皆さま、こんにちは。7月22日の記事でも少しご紹介しましたが、メラピ山麓のコミュニティラジオ局は、Jalin Merapi(メラピ山情報ネットワーク)という、ボランティアで運営されているネットワーク組織があります。このJalin Merapiは、2006年に3つのコミュニティラジオ局によって立ち上げられました。2010年の火山噴火後には新たに2つのラジオ局が立ち上がり、5つのラジオ局によって情報を軸にした救援活動が展開されました。その後もメラピ山麓のラジオ局の数が増えて現在は、8つのコミュニティラジオ局が互いに協力し合いながら災害情報の収集および提供を行っています。また、我々のカウンターパートであるCombineや地元NGO団体、様々な研究者、専門家がJalin Merapiの活動に参加しています。マスメディアでは伝えられない生きた情報を、火山研究機関や地元NGO等と連携しながら、地域社会のために自ら発信していくことがJalin Merapiがもっとも大切にしている活動理念です。
Jalin Merapiの活動は、コミュニティラジオ局としてそれぞれの地域で、メラピ山における災害情報を提供するだけでなく、3カ月に1度定例会を開き、メンバーである8局が互いに情報交換をし、共通課題の解決や放送以外の防災活動について討議しています。私たちもFMわいわいとしてメラピ山麓でのプログラム開始以来、毎回会議に参加し、私たちの活動の進捗や計画についても協議しています。
Jalin Merapiの大きな特徴の一つは、メラピ山麓地域と外部を繋ぐためのメディアミックス活動です。例えば、携帯電話のSMS、アマチュア無線に加え、近年利用者が拡大しているFacebook、twitterを使用し、国内だけに留まらず海外にも活動情報を提供し、2010年のメラピ山噴火時は、被災地から外部への貴重な情報源となりました。ソーシャルメディアを通してたくさんの救援ボランティアや救援物資が被災地に入りました。このように、情報発信を工夫しながら活動を続けてきたことにより、現在ではtwitterのフォロワーが5万5千人を超えているそうです!

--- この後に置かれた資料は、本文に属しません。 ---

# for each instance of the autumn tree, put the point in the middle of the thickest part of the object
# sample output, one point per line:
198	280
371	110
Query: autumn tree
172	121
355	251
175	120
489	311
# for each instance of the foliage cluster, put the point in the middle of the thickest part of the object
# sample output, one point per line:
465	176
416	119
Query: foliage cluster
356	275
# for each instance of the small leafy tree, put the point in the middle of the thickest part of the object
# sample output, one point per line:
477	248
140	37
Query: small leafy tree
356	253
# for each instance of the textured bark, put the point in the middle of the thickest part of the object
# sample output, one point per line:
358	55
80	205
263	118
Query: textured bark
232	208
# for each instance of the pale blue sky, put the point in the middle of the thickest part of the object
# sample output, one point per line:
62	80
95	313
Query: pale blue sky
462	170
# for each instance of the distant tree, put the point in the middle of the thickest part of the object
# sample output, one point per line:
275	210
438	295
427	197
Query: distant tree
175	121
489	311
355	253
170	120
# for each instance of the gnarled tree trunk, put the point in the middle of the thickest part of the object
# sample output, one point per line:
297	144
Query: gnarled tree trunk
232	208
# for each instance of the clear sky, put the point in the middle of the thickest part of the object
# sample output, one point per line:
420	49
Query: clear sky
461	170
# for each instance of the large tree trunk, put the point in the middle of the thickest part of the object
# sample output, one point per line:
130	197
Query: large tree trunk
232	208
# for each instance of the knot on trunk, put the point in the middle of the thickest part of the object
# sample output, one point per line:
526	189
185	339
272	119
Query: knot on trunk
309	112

そして、地元の地域社会に留まらず、世界でもその活動が注目されており、今年の7月にはJalin Merapiの代表のスキマンさんが国連の会議に出席し、メラピ山情報ネットワークについてプレゼンテーションをしました。この10月18日~23日には、Combineのスタッフであるジョヨさんが日本を訪問し、京都で開催される人の安全に関する国際会議にて、メラピ山地域のコミュニティやラジオ局、Jalin Merapiの活動について話をする予定です。また、ジョヨさんは滞在中に、たかとりコミュニティセンターも訪問する予定です。ボランティアで運営されているメラピ山麓のコミュニティラジオ局が、さらに自分たちのネットワークを構築し活動を進めているのは、本当に良いコミュニティ活動のモデルだなと感じます。